Bug 1666274 - Support constexpr initialization of ParserAtomEntry r=djvj
authorTed Campbell <tcampbell@mozilla.com>
Wed, 23 Sep 2020 19:47:14 +0000
changeset 550076 9c9de11d4a7e79fcc95f094d0b159407cd39cddf
parent 550075 7302dce9d2ced15b9391677a42aea1fc7937d1e3
child 550077 09648c7997b634d2ae3cd2a0006f0d7085f81f10
push id127066
push usertcampbell@mozilla.com
push dateWed, 23 Sep 2020 22:23:14 +0000
treeherderautoland@09648c7997b6 [default view] [failures only]

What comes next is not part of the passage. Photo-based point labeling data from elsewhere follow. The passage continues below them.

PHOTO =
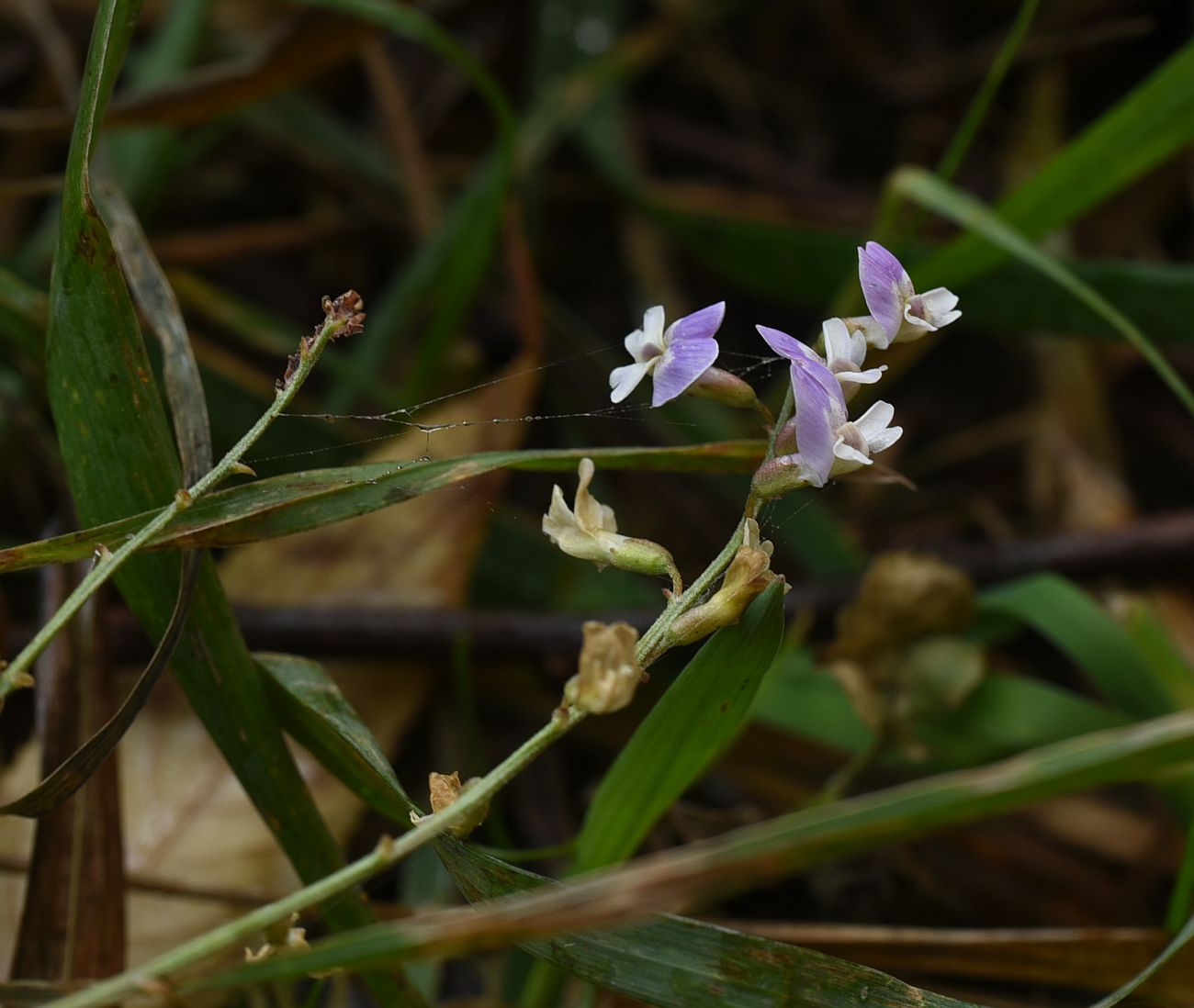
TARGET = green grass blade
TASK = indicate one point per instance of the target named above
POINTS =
(974, 216)
(449, 267)
(685, 732)
(23, 314)
(1065, 614)
(667, 961)
(1150, 124)
(180, 371)
(283, 505)
(1178, 941)
(73, 773)
(659, 961)
(753, 856)
(120, 459)
(1004, 714)
(143, 159)
(960, 143)
(313, 712)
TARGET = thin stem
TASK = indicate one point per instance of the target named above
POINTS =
(389, 851)
(17, 676)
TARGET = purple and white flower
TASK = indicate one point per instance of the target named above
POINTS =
(896, 311)
(828, 442)
(844, 353)
(673, 357)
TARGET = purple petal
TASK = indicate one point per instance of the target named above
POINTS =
(783, 343)
(683, 363)
(884, 286)
(817, 415)
(699, 326)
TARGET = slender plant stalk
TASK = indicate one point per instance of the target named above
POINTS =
(151, 976)
(16, 674)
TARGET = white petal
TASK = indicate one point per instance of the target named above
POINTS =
(867, 377)
(874, 421)
(884, 439)
(872, 333)
(849, 458)
(939, 306)
(653, 325)
(918, 322)
(622, 381)
(837, 340)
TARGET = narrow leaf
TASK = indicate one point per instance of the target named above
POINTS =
(283, 505)
(1065, 614)
(685, 732)
(962, 207)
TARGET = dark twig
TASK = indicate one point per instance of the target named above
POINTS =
(1149, 550)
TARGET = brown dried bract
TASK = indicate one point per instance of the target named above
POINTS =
(349, 309)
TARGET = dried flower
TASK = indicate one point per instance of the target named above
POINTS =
(673, 357)
(445, 790)
(748, 575)
(608, 669)
(898, 311)
(590, 532)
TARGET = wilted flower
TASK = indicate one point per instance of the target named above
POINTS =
(900, 313)
(590, 532)
(445, 790)
(828, 442)
(608, 670)
(673, 357)
(748, 575)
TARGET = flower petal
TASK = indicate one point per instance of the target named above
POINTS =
(648, 342)
(783, 343)
(867, 377)
(683, 363)
(875, 420)
(884, 284)
(940, 307)
(847, 454)
(622, 381)
(839, 342)
(818, 418)
(884, 439)
(699, 326)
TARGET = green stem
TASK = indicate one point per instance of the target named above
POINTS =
(151, 975)
(17, 676)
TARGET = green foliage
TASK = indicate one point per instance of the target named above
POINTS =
(685, 732)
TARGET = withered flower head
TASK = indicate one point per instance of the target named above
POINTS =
(589, 531)
(608, 670)
(748, 575)
(445, 789)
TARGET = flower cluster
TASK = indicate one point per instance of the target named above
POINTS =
(820, 442)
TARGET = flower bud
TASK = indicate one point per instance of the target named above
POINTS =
(748, 575)
(608, 670)
(725, 387)
(445, 789)
(780, 476)
(590, 532)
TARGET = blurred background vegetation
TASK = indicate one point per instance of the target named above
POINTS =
(509, 185)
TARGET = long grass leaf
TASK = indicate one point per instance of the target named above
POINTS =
(119, 457)
(283, 505)
(971, 214)
(688, 728)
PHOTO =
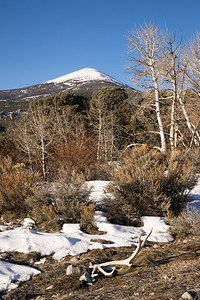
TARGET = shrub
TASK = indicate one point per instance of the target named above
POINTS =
(16, 185)
(186, 224)
(41, 208)
(87, 219)
(70, 192)
(149, 183)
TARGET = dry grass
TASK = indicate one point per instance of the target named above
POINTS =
(160, 271)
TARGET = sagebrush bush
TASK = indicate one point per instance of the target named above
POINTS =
(149, 183)
(40, 207)
(16, 185)
(87, 223)
(187, 224)
(70, 192)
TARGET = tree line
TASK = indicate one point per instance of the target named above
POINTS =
(82, 133)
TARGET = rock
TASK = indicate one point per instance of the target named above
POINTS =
(190, 295)
(75, 259)
(87, 278)
(71, 270)
(5, 255)
(28, 223)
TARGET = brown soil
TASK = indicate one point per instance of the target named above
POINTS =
(160, 271)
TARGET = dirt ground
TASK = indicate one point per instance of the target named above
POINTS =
(160, 271)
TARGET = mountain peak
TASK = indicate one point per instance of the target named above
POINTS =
(86, 74)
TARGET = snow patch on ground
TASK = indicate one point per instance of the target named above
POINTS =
(72, 241)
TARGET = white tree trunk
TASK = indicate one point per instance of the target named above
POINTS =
(189, 124)
(158, 114)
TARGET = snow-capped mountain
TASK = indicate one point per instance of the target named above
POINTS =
(85, 75)
(82, 82)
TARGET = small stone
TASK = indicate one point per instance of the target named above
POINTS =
(75, 259)
(71, 270)
(87, 278)
(190, 295)
(49, 287)
(5, 255)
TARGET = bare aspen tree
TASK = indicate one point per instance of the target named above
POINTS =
(22, 137)
(192, 73)
(171, 71)
(42, 133)
(145, 45)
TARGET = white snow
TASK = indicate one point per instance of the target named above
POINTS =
(12, 272)
(72, 241)
(86, 74)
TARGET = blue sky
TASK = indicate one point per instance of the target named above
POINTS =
(45, 39)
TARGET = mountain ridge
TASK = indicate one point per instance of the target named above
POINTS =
(83, 82)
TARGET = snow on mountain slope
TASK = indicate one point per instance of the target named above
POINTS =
(85, 75)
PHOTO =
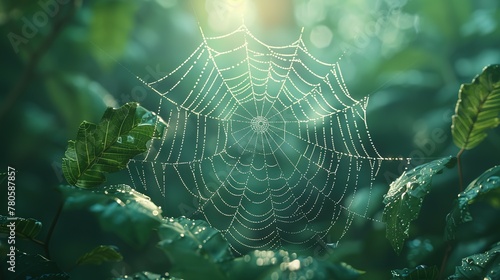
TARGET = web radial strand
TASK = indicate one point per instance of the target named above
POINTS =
(265, 140)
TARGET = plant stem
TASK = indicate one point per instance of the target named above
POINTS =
(461, 188)
(51, 229)
(445, 260)
(459, 167)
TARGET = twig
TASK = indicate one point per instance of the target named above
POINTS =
(51, 229)
(33, 60)
(459, 167)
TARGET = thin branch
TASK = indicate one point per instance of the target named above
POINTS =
(459, 167)
(51, 229)
(35, 57)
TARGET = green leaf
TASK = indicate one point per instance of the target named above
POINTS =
(24, 228)
(480, 266)
(477, 109)
(99, 255)
(193, 243)
(145, 275)
(107, 147)
(285, 265)
(120, 209)
(421, 272)
(485, 186)
(36, 267)
(405, 196)
(198, 251)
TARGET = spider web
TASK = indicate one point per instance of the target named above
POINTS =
(267, 140)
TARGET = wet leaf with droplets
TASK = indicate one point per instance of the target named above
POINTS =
(486, 186)
(480, 266)
(108, 146)
(120, 209)
(99, 255)
(146, 275)
(195, 249)
(477, 109)
(405, 196)
(421, 272)
(280, 264)
(25, 228)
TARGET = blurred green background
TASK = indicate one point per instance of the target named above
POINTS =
(65, 61)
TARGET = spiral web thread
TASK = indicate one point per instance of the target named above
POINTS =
(266, 139)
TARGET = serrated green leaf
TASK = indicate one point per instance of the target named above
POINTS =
(24, 228)
(405, 196)
(485, 185)
(120, 209)
(477, 109)
(421, 272)
(107, 147)
(99, 255)
(285, 265)
(36, 267)
(193, 243)
(146, 275)
(480, 266)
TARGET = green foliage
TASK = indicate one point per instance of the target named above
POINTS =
(190, 244)
(110, 28)
(99, 255)
(193, 243)
(120, 209)
(24, 228)
(281, 264)
(405, 196)
(485, 186)
(480, 266)
(477, 109)
(421, 272)
(36, 267)
(108, 146)
(145, 275)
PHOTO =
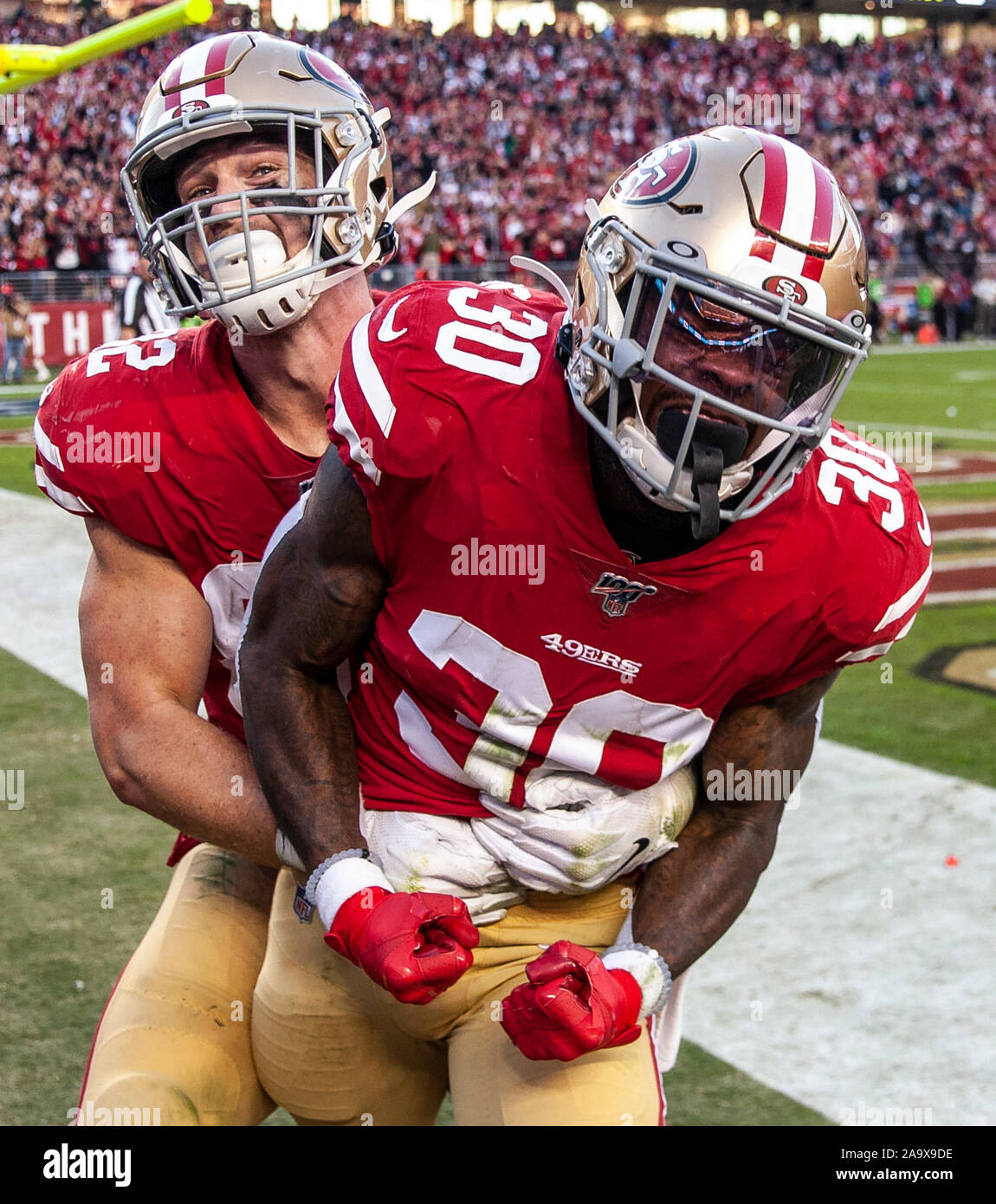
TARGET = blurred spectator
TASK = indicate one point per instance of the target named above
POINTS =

perfherder[talos] [build metrics] [platform microbench] (compared to previous push)
reviewersdjvj
bugs1666274
milestone83.0a1
first release with
nightly linux32
nightly linux64
nightly mac
nightly win32
nightly win64
last release without
nightly linux32
nightly linux64
nightly mac
nightly win32
nightly win64
Bug 1666274 - Support constexpr initialization of ParserAtomEntry r=djvj Now that all allocations are inline we can remove the tagged buffer pointer and have it implicitly computed from `this` instead. Update the atomIndex to avoid using a Variant and instead manage the type tag explicitly. We also remove the use of mutable keyword to allow constexpr atoms to later be stored in the .rodata section. Add a StaticParserAtomEntry type to use for this initialization. Differential Revision: https://phabricator.services.mozilla.com/D91086
js/src/frontend/ParserAtom.cpp
js/src/frontend/ParserAtom.h
--- a/js/src/frontend/ParserAtom.cpp
+++ b/js/src/frontend/ParserAtom.cpp
@@ -104,26 +104,28 @@ mozilla::GenericErrorResult<OOM> RaisePa
   js::ReportOutOfMemory(cx);
   return mozilla::Err(PARSER_ATOMS_OOM);
 }
 
 template <typename CharT, typename SeqCharT>
 /* static */ JS::Result<UniquePtr<ParserAtomEntry>, OOM>
 ParserAtomEntry::allocate(JSContext* cx, InflatedChar16Sequence<SeqCharT> seq,
                           uint32_t length, HashNumber hash) {
-  ParserAtomEntry* uninitEntry =
-      cx->pod_malloc_with_extra<ParserAtomEntry, CharT>(length);
-  if (!uninitEntry) {
+  constexpr size_t HeaderSize = sizeof(ParserAtomEntry);
+  uint8_t* raw = cx->pod_malloc<uint8_t>(HeaderSize + (sizeof(CharT) * length));
+  if (!raw) {
     return RaiseParserAtomsOOMError(cx);
   }
 
-  CharT* entryBuf = ParserAtomEntry::inlineBufferPtr<CharT>(
-      reinterpret_cast<ParserAtomEntry*>(uninitEntry));
-  UniquePtr<ParserAtomEntry> entry(new (uninitEntry)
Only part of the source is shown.